Sarah Polley and Adrien Brody play Elsa and Clive, the Posh and Becks or (more appropriately, given the coming destruction) Kurt and Courtney of gene research: rock 'n' roll scientists and lovers who've successfully managed to splice together odds and sods of animal DNA to produce a new lifeform, rich in proteins, for use in agricultural feeding applications; in the process, they've landed themselves on the cover of Wired magazine. With typical movie-scientist hubris, their next project is to try fusing human and animal genes, with the intention of curing cancer, and boosting their profiles even further. Yet when their funding goes south, the pair decide to go rogue - as does their eventual creation, an amphibious nymph named Dren, who arrives blessed with rapid growth, exceptional intelligence, and a nasty mean streak.
I wrote with regard to last week's Inception that sometimes an unlimited budget can actually get in the way of a film's big ideas, rather than aid bringing them to fruition. Splice makes for a workable test study: for much of the running time here, we're simply watching two actors in a lab or a disused barn - despite limited means, Natali's films are always carefully designed - interacting with a part-human, part-CG creation (a splice of the film's own), the relative lack of spectacle all the better to spot what's really going on here. That Natali is attempting to channel the spirit of the great Universal/RKO horror movies is one idea we pick up all too quickly: let's face it, you can't name your leads Elsa and Clive without outing yourself as a major James Whale buff.

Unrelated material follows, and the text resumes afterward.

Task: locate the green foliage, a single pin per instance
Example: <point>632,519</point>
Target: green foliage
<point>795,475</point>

Still, it's apt that Elsa and Dren (Delphine Chanéac) should first begin to clash over possession of a cat the latter has picked up in the fields surrounding the scientists' rural retreat: it's a horror film that, like the Cat People movies, turns entirely on the proper use and possession of a pussy. The gene-splicing project is Elsa and Clive's baby, in every sense: we see Elsa hand-rearing the creature, and racing to turn the basement of their lab into a makeshift nursery. What's noteworthy is how the screenplay (by Natali, Antoinette Terry Bryant and Doug Taylor) seeks to reverse traditional movie gender roles. Here, it's the man who's desperate to fill the womb-shaped void in the couple's personal life; Brody's big-softy demeanour is more obviously at home here than it was in Predators, a film that sought to splice the actor's DNA with that of Vin Diesel.

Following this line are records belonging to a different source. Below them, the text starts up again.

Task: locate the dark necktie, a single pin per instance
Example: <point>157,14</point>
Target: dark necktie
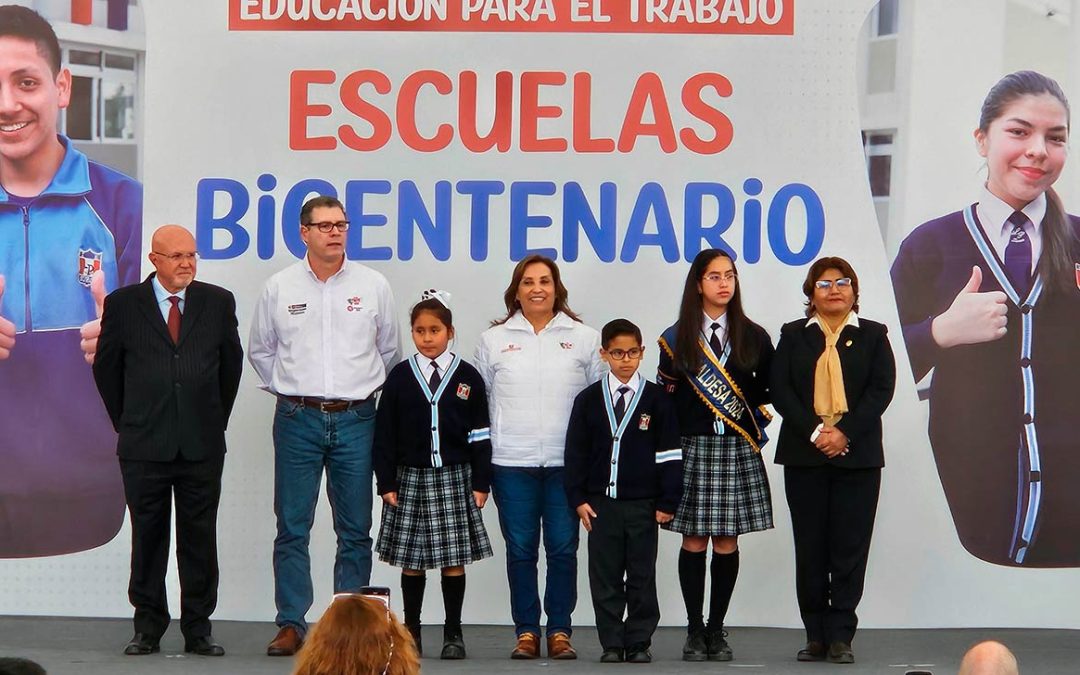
<point>1018,255</point>
<point>620,405</point>
<point>174,319</point>
<point>714,340</point>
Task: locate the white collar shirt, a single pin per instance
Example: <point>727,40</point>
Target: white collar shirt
<point>994,216</point>
<point>706,326</point>
<point>851,321</point>
<point>443,360</point>
<point>333,339</point>
<point>162,296</point>
<point>615,383</point>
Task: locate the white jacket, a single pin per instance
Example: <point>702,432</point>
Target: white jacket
<point>531,380</point>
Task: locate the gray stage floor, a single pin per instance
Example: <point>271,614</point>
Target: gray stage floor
<point>92,647</point>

Conversely, it's Elsa's ambition - signalled by her desire to upgrade to a swankier loftspace, and her flat refusal to conceive by conventional methods - that drives the pair forward; it's her way of pushing the boundaries without ruining her figure. On some level, the film expresses a fear of female sexuality: the creature does, after all, develop into a she (and a daddy's-girl at that, which gives us the year's freakiest sex scene), and one of the unexpected consequences of this scientific triumph is a frenzied rebooting of Elsa's sex drive. It's a tricky role for the thoughtful, independently minded Polley to have taken on, and testament to her skill as a performer that - after a somewhat shaky start - she begins to make clear the fine line both she and the film are treading.
On one side, then, Splice could be considered no more than Species with a college degree, or at least its own Facebook page: Natali's disdain for trashy thrills discernible from the manner in which the two supporting characters most likely to be picked off by the rampaging Dren are only dispatched late on, off-screen, and within a minute of one another. (Again, it's possible there might have been budgetary constraints at play here.) Yet there's equally something compelling in the scenario's hybridisation of gynocentric horror and practical parenting manual: to give Natali his due, he is writing about about some of the issues that follow from growing older as a human, whether you happen to be wearing a lab coat or not.
Splice opens nationwide from tomorrow.